Hari itu ada pertandingan lari di sekolahnya. Richard, seorang anak berusia 11 tahun memasuki lapangan sendiri, dengan senyum selebar mungkin. Berbeda dengan anak lainnya. Anak-anak lain memasuki lapangan dengan orang tua mereka. Orang tua teman-temannya memeluk dan menciumi anak anak mereka. membisikkan kata-kata penyemangat dan Good Luck di telinga masing-masing anak. Richard melihat mereka dengan sedih. Karena hanya dirinya yang tak memiliki orang tua sebagai penyemangat dirinya. Menyadari bahwa dia tak memiliki orang tua sejak bayi. Dirinya dititipkan pada neneknya namun beliau meninggal 3 minggu lalu. Perlahan, air mata menetes dari mata kacang almond itu. Membasahi pipinya yang kemerahan.

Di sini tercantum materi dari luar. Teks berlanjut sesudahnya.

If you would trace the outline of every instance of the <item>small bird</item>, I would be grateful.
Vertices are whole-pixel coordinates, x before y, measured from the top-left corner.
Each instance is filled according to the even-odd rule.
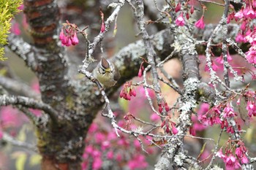
[[[116,85],[120,78],[116,66],[102,57],[99,63],[93,71],[93,75],[100,82],[102,88],[110,88]]]

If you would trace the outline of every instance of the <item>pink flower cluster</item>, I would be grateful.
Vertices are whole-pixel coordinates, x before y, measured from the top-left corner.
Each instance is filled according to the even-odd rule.
[[[229,141],[227,144],[225,154],[222,152],[222,148],[220,148],[219,150],[217,152],[216,155],[222,158],[225,163],[226,169],[237,169],[241,168],[241,164],[244,164],[249,163],[248,158],[246,155],[246,149],[244,147],[244,144],[238,141],[236,144],[236,147],[235,151],[235,155],[233,153],[233,149],[236,146],[228,147],[228,144],[232,144],[232,142]],[[239,163],[240,161],[240,163]]]
[[[232,12],[228,16],[228,22],[231,20],[239,23],[240,31],[236,37],[236,41],[238,42],[249,42],[252,47],[249,51],[246,53],[246,59],[249,63],[256,63],[256,28],[252,28],[250,23],[252,20],[256,18],[256,2],[255,1],[245,1],[245,6],[243,7],[236,14]]]
[[[124,124],[124,121],[118,123],[120,126]],[[101,127],[92,123],[86,139],[87,146],[83,155],[82,169],[98,170],[102,169],[103,166],[108,169],[111,167],[123,169],[124,166],[133,170],[146,169],[148,163],[140,142],[127,135],[119,134],[121,136],[118,137],[115,130],[110,127]],[[148,141],[141,140],[150,144]],[[149,153],[154,152],[152,147],[146,148],[146,151]]]
[[[222,112],[221,110],[222,110]],[[229,104],[226,104],[214,107],[209,112],[200,115],[198,120],[206,125],[220,125],[221,128],[225,128],[227,133],[233,134],[233,127],[229,125],[227,118],[233,117],[236,115],[237,114],[234,112],[233,108]],[[222,116],[223,120],[220,118]],[[240,125],[238,125],[238,130],[241,130]]]
[[[255,92],[249,90],[245,93],[245,96],[249,98],[246,106],[248,115],[249,117],[256,116]]]
[[[171,128],[170,127],[170,125]],[[176,123],[170,120],[170,115],[166,117],[161,124],[161,128],[164,128],[165,132],[172,134],[177,134],[178,131],[176,127]],[[171,130],[171,131],[170,131]]]
[[[62,45],[69,47],[79,43],[76,28],[77,26],[75,24],[69,23],[68,21],[64,24],[59,34],[59,39],[61,41]]]
[[[185,5],[187,5],[188,3],[187,3]],[[186,9],[189,9],[189,8],[186,8]],[[178,3],[176,4],[176,7],[175,7],[175,12],[178,12],[179,11],[181,11],[181,4],[180,1],[178,1]],[[192,1],[191,3],[191,6],[190,6],[190,14],[193,14],[194,13],[194,4],[193,4],[193,1]],[[205,11],[205,7],[203,6],[203,12]],[[185,16],[187,20],[189,19],[189,12],[185,12]],[[204,12],[203,12],[204,13]],[[177,26],[184,26],[185,25],[185,19],[184,18],[184,11],[181,12],[181,13],[179,14],[179,15],[178,16],[178,18],[176,18],[176,20],[175,20],[175,23]],[[205,28],[205,23],[203,22],[203,14],[202,15],[202,17],[195,23],[195,26],[200,29],[203,29]]]
[[[124,83],[123,89],[120,92],[120,98],[124,98],[126,100],[131,100],[132,96],[136,96],[136,91],[132,82],[127,82]]]
[[[167,112],[170,110],[170,107],[165,101],[163,101],[162,103],[158,104],[158,112],[159,112],[159,113],[162,113],[163,111],[163,108],[165,108]]]
[[[139,72],[138,73],[138,77],[142,77],[142,74],[144,71],[144,66],[143,66],[143,63],[144,63],[144,61],[140,63],[140,69],[139,69]]]

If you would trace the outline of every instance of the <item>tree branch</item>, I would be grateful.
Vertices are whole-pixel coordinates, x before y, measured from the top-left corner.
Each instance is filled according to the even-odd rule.
[[[18,80],[0,76],[0,85],[7,90],[15,93],[33,98],[36,100],[40,100],[41,98],[40,95],[33,91],[29,85]]]

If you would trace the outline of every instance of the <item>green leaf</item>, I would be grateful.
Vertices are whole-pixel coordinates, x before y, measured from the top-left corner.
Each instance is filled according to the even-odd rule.
[[[30,157],[29,165],[31,166],[38,165],[40,163],[41,159],[42,159],[42,157],[39,155],[38,154],[33,155]]]
[[[253,136],[253,128],[247,128],[244,135],[244,139],[249,144],[252,143]]]

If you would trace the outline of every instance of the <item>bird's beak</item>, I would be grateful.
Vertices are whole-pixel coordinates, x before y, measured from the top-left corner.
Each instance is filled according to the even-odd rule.
[[[110,68],[108,68],[108,69],[105,69],[105,71],[106,72],[110,72]]]

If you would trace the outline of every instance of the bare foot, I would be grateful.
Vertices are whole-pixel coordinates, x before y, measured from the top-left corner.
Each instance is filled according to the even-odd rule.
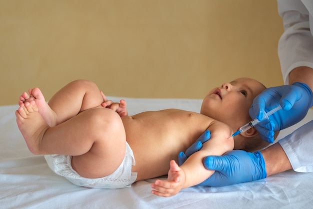
[[[38,112],[34,100],[25,102],[16,111],[16,123],[29,150],[40,154],[40,144],[46,131],[49,128]]]
[[[28,90],[29,95],[24,92],[20,97],[18,104],[23,107],[26,103],[30,103],[34,101],[36,103],[38,112],[42,115],[42,118],[50,126],[53,127],[56,125],[56,115],[46,102],[44,97],[42,91],[38,88],[34,88]]]

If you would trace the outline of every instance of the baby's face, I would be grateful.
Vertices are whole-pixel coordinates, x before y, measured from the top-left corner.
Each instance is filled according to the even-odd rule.
[[[224,83],[208,94],[200,113],[237,130],[251,121],[249,108],[254,98],[265,89],[258,81],[247,78]]]

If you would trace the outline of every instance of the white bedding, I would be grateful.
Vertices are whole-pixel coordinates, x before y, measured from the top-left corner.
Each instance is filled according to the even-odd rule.
[[[109,97],[114,101],[120,98]],[[200,100],[126,98],[129,114],[175,108],[198,112]],[[17,105],[0,107],[0,208],[309,208],[313,172],[292,170],[228,186],[193,186],[168,198],[150,193],[150,179],[120,189],[76,186],[28,149],[16,123]],[[301,122],[313,118],[310,110]],[[298,126],[298,125],[295,126]],[[295,127],[281,131],[278,139]],[[162,152],[162,150],[160,150]]]

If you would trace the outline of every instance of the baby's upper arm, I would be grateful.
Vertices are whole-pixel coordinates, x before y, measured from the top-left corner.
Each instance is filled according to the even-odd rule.
[[[203,144],[202,150],[209,152],[210,155],[222,155],[234,149],[232,130],[228,125],[216,120],[208,129],[211,132],[211,137]]]

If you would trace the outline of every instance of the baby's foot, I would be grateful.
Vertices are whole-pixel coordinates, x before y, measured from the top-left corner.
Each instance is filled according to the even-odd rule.
[[[40,142],[45,131],[49,128],[34,101],[26,102],[16,111],[16,123],[30,150],[40,154]]]
[[[44,99],[42,91],[38,88],[34,88],[28,90],[29,95],[24,92],[20,97],[18,104],[20,107],[24,106],[26,103],[30,103],[34,101],[36,103],[38,112],[50,127],[56,125],[56,113],[50,108]]]

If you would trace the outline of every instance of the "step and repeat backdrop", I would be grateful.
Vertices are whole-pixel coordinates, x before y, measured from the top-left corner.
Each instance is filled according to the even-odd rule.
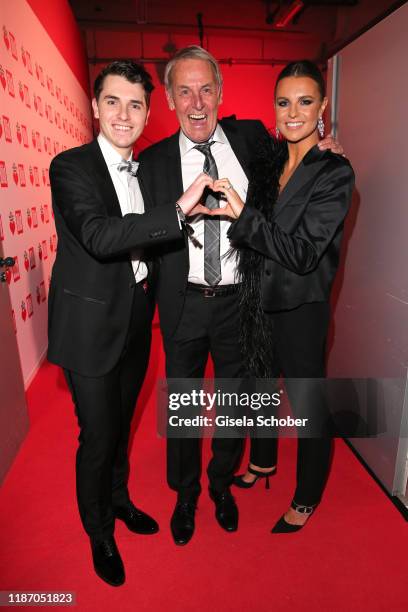
[[[60,27],[63,27],[63,23]],[[92,137],[89,98],[26,0],[0,14],[0,241],[27,386],[47,348],[57,236],[49,166]]]

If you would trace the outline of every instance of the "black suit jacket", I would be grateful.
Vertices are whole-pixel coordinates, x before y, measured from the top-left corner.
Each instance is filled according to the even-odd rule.
[[[58,249],[49,293],[48,359],[84,376],[118,362],[130,321],[135,277],[129,251],[178,239],[175,207],[122,217],[95,140],[55,157],[50,166]],[[151,208],[151,207],[150,207]]]
[[[259,142],[268,138],[260,121],[238,121],[228,117],[220,121],[242,169],[250,178],[250,162]],[[179,132],[145,149],[139,157],[139,174],[154,205],[174,206],[183,189]],[[159,250],[159,280],[157,300],[160,326],[164,338],[171,337],[180,320],[188,280],[189,257],[187,237],[164,245]]]
[[[262,192],[262,177],[255,180],[261,181],[257,190]],[[237,246],[265,256],[264,310],[290,310],[329,299],[353,186],[350,163],[317,146],[305,155],[281,191],[270,222],[251,206],[250,185],[247,204],[228,235]]]

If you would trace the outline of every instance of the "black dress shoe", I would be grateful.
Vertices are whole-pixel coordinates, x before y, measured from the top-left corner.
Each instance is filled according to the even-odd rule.
[[[123,521],[126,527],[134,533],[151,535],[159,531],[156,521],[145,512],[139,510],[139,508],[136,508],[132,502],[129,502],[127,506],[115,507],[113,514],[116,518]]]
[[[95,572],[99,578],[111,586],[120,586],[125,582],[125,568],[113,536],[106,540],[91,540],[92,558]]]
[[[269,472],[261,472],[260,470],[255,470],[254,468],[251,468],[250,465],[248,465],[247,471],[253,476],[255,476],[254,480],[252,480],[251,482],[247,482],[246,480],[244,480],[245,474],[238,474],[238,476],[234,476],[232,484],[234,484],[236,487],[239,487],[240,489],[251,489],[259,478],[265,478],[265,489],[269,489],[269,478],[270,476],[275,476],[276,467],[273,467],[271,470],[269,470]]]
[[[225,531],[238,529],[238,507],[229,489],[218,493],[209,489],[210,497],[215,503],[215,518]]]
[[[173,539],[178,546],[188,544],[193,537],[195,511],[196,505],[194,502],[177,502],[174,508],[170,528]]]

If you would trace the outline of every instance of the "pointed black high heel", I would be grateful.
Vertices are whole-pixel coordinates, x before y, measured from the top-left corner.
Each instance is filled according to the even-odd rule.
[[[269,472],[260,472],[259,470],[254,470],[254,468],[251,468],[250,465],[248,465],[247,469],[250,474],[256,476],[255,480],[253,480],[252,482],[246,482],[244,480],[245,474],[239,474],[238,476],[234,476],[232,484],[234,484],[236,487],[239,487],[240,489],[250,489],[254,486],[254,484],[259,478],[265,478],[265,489],[269,489],[269,478],[270,476],[275,476],[276,467],[273,467]]]
[[[301,506],[300,504],[297,504],[295,501],[292,501],[290,506],[296,512],[299,512],[299,514],[308,514],[308,515],[312,514],[314,509],[316,508],[316,504],[314,506]],[[287,521],[285,521],[285,515],[283,514],[280,517],[279,521],[276,523],[276,525],[272,527],[271,533],[295,533],[296,531],[300,531],[302,527],[306,525],[306,523],[304,523],[303,525],[292,525],[291,523],[288,523]]]

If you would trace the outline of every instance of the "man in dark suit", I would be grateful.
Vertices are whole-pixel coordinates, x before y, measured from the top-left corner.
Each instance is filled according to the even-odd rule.
[[[228,177],[245,201],[250,161],[268,134],[260,121],[218,121],[222,75],[215,58],[201,47],[181,49],[165,71],[166,95],[176,111],[180,131],[145,149],[141,176],[154,205],[197,202],[202,172],[213,180]],[[333,141],[321,143],[333,147]],[[342,152],[341,150],[339,152]],[[208,208],[218,207],[211,192]],[[160,325],[171,378],[204,375],[209,354],[217,378],[243,376],[239,346],[236,257],[227,236],[230,221],[201,215],[190,219],[193,236],[161,248],[158,282]],[[230,493],[241,442],[214,438],[208,466],[210,497],[226,531],[238,527],[238,508]],[[169,437],[167,479],[177,492],[171,519],[176,544],[186,544],[195,528],[200,494],[200,440]]]
[[[158,531],[130,500],[128,442],[145,375],[153,312],[145,249],[182,235],[183,213],[149,199],[132,147],[149,116],[150,75],[130,60],[97,77],[100,134],[50,167],[58,250],[49,294],[48,359],[64,369],[80,426],[76,461],[81,520],[97,574],[124,582],[115,518],[136,533]],[[205,183],[203,179],[203,182]],[[146,207],[146,212],[145,212]]]
[[[140,155],[141,177],[155,205],[197,202],[203,171],[212,179],[216,173],[230,177],[245,199],[251,155],[267,135],[262,123],[235,118],[218,122],[221,72],[216,60],[200,47],[176,54],[166,68],[165,85],[181,130]],[[205,200],[208,207],[211,197]],[[244,374],[238,343],[236,262],[234,254],[227,255],[230,222],[217,219],[208,228],[207,219],[192,218],[192,239],[183,237],[160,252],[157,298],[169,379],[202,378],[209,354],[217,378]],[[168,483],[178,495],[171,530],[176,544],[181,545],[194,532],[200,440],[169,437],[167,445]],[[223,529],[235,531],[238,509],[229,487],[241,452],[240,440],[214,438],[212,452],[208,476],[216,518]]]

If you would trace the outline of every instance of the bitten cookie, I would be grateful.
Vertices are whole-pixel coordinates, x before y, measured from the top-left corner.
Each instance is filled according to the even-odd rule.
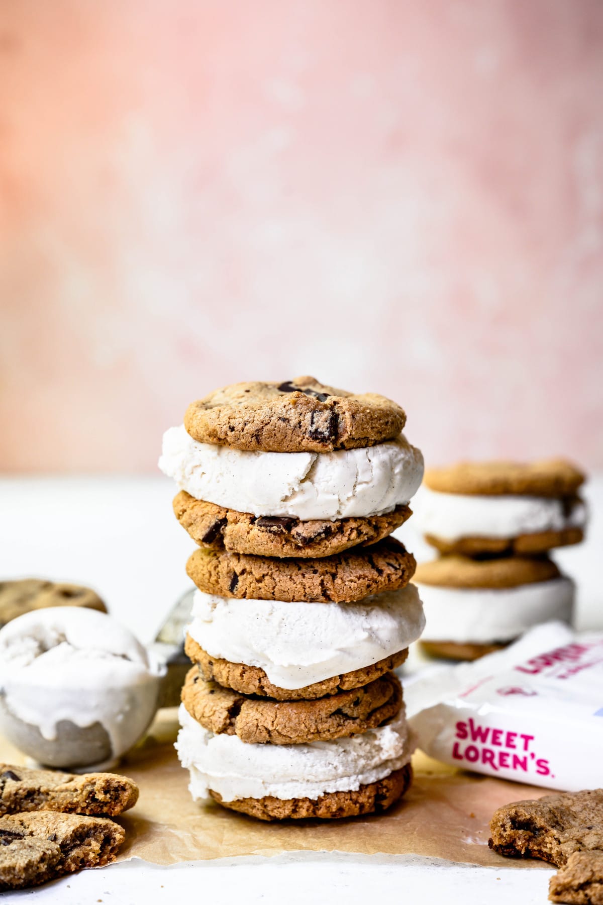
[[[315,377],[224,386],[192,403],[184,415],[200,443],[267,452],[324,452],[372,446],[404,427],[403,409],[374,393],[354,395]]]
[[[603,850],[603,789],[512,802],[495,812],[490,832],[499,854],[562,867],[575,852]]]
[[[430,468],[424,483],[440,493],[483,496],[513,494],[534,497],[571,497],[584,482],[584,474],[565,459],[541,462],[462,462],[447,468]]]
[[[0,814],[24,811],[117,816],[138,800],[138,786],[115,773],[76,775],[0,764]]]
[[[328,741],[366,732],[395,716],[402,703],[392,672],[349,691],[315,700],[248,698],[205,681],[197,667],[186,676],[182,700],[204,729],[236,735],[249,744]]]
[[[272,559],[200,548],[186,572],[205,594],[257,600],[351,603],[408,585],[415,558],[387,538],[366,550],[353,548],[326,559]]]
[[[40,578],[0,582],[0,627],[24,613],[48,606],[86,606],[107,613],[99,595],[80,585]]]
[[[276,700],[307,700],[315,698],[325,698],[327,695],[337,694],[339,691],[349,691],[350,689],[367,685],[379,679],[390,670],[401,666],[409,651],[400,651],[391,657],[385,657],[371,666],[363,669],[344,672],[342,675],[325,679],[323,681],[305,685],[304,688],[287,689],[274,685],[264,670],[259,666],[247,666],[244,663],[231,663],[229,660],[211,657],[206,651],[194,641],[190,634],[186,635],[184,651],[193,663],[198,664],[199,671],[207,681],[216,681],[225,688],[240,691],[241,694],[255,694]]]
[[[113,861],[126,834],[105,817],[38,812],[0,818],[0,890],[37,886]]]
[[[217,792],[210,791],[212,797],[223,807],[248,814],[259,820],[300,820],[317,817],[334,820],[355,817],[363,814],[381,814],[391,807],[409,788],[412,781],[410,764],[394,770],[384,779],[361,786],[349,792],[327,792],[320,798],[238,798],[222,801]]]
[[[421,563],[415,580],[437,587],[504,588],[559,578],[561,572],[546,557],[471,559],[450,555]]]
[[[329,557],[350,547],[375,544],[410,517],[408,506],[365,519],[315,519],[237,512],[195,500],[185,491],[174,499],[176,519],[200,547],[263,557]]]
[[[575,852],[549,881],[551,902],[603,905],[603,852]]]

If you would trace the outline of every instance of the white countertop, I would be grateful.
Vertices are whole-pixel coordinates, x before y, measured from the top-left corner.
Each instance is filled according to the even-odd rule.
[[[577,625],[603,627],[599,561],[603,477],[590,481],[589,539],[555,554],[578,580]],[[184,563],[193,545],[172,514],[174,487],[160,477],[0,479],[0,579],[40,576],[94,587],[109,611],[150,642],[176,598],[190,586]],[[419,559],[430,556],[412,528],[397,536]],[[203,873],[202,873],[203,872]],[[355,903],[387,894],[410,902],[545,905],[549,872],[477,868],[410,856],[366,858],[325,853],[273,859],[225,859],[160,868],[130,861],[83,871],[3,902],[108,905],[171,901],[174,896],[230,902]],[[470,892],[467,882],[471,883]]]

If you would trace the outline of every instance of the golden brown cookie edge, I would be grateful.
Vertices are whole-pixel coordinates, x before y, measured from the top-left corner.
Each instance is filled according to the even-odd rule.
[[[406,764],[374,783],[348,792],[327,792],[312,798],[239,798],[222,801],[217,792],[210,795],[219,805],[258,820],[337,820],[367,814],[381,814],[391,807],[408,791],[412,782],[412,767]]]
[[[186,635],[184,653],[199,666],[201,674],[206,681],[216,681],[219,685],[231,688],[240,694],[259,695],[275,700],[307,700],[367,685],[374,679],[379,679],[386,672],[401,666],[408,656],[409,649],[399,651],[370,666],[332,676],[330,679],[313,682],[299,689],[285,689],[273,685],[259,666],[247,666],[245,663],[233,663],[230,660],[212,657],[190,634]]]

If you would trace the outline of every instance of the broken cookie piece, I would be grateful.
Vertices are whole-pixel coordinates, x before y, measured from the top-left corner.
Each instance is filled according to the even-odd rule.
[[[603,850],[603,789],[565,792],[500,807],[488,845],[510,858],[564,866],[575,852]]]
[[[0,891],[113,861],[126,834],[106,817],[34,812],[0,818]]]
[[[549,882],[551,902],[603,905],[603,852],[575,852]]]
[[[138,800],[138,786],[115,773],[61,773],[0,764],[0,814],[24,811],[117,816]]]

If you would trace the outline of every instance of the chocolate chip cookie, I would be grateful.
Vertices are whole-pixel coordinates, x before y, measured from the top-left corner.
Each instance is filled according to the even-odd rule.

"Semua bersiap!" Teriak sang guru olahraga.
Richard dengan segera menghapus air matanya dan bersiap. Salah seorang temannya bertanya "mengapa kau menangis Richard? ada yang salah?"
Lalu Richard menjawab "tidak,"

Dan mereka berlari. Richard selalu menyukai berlari. Ia senang dengan suara angin dan tapak kaki kawan-kawannya. Richard meraih juara 2 dalam lomba itu, dan temannya yang tadi menanyakan keadaannya meraih juara 3.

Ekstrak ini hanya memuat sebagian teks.